Project gallery @home edition 2020

Climate Detectives @home is an ESA education project that challenges, students aged 12 – 18 years, and families to monitor our planet from home by looking from above.

From their vantage point in space, astronauts and satellites can see both the beauty and the fragility of our planet. You can also observe Earth from home and work like a real Earth scientist!

Participants were asked to choose an Earth observation image, using the EO Browser online tool, the ESA Earth Observation Image of the week gallery or the ESA astronauts’ Flickr accounts. In addition to the image, participants had to provide a short description linking the image to a climate problem.

 

Project title: Okjökull

Category: Snow, Ice and Glaciers

Author: Ioana Stoica Student’s age: 12 years old

Image source: EO Browser

Description:

A year has passed since the commemoration ceremony of the first lost glacier due to global warming – Okjökull.

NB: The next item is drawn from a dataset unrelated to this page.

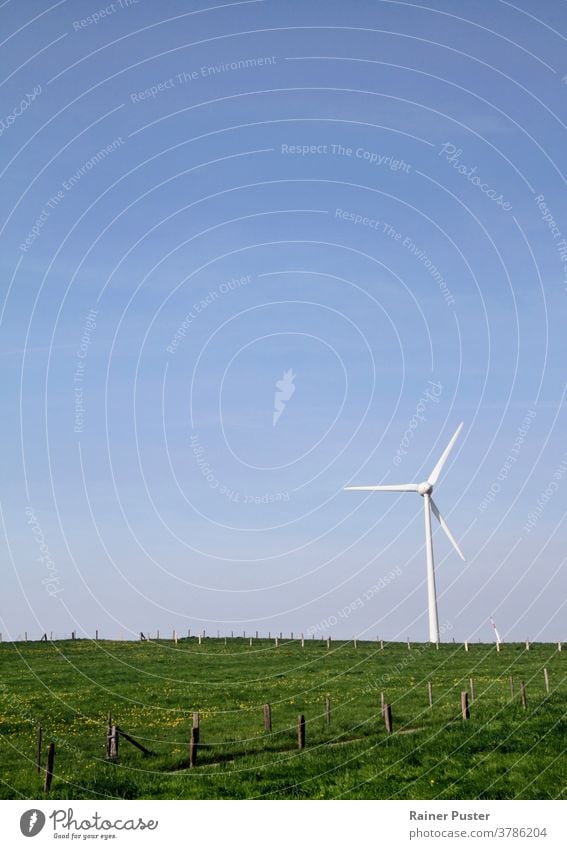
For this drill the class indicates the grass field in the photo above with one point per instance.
(502, 752)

For this glacier a bronze plaque with a message for the future generations was unveiled.

Okjökull was located in the western part of the main island of Iceland, which is 101.826 square kilometers, the entire country measuring 103.000 square kilometers of land; 23% of the surface represents vegetation, 62,7% represents tundra, 3,3% – lakes and 11% – glaciers.
Okjökull was atop mountain Ok and it lost its status as a glacier in 2014. In 1890, it measured 16.000.000 square meters but in 2012 it measured only 700 square meters. What can still be seen shows very easily the disastrous effects of the global warming.
Scientists say that all the glaciers in Iceland are in danger and this will happen to all of them.

Images and descriptions are submitted by the teams/individuals and they take the full responsibility of the shared data.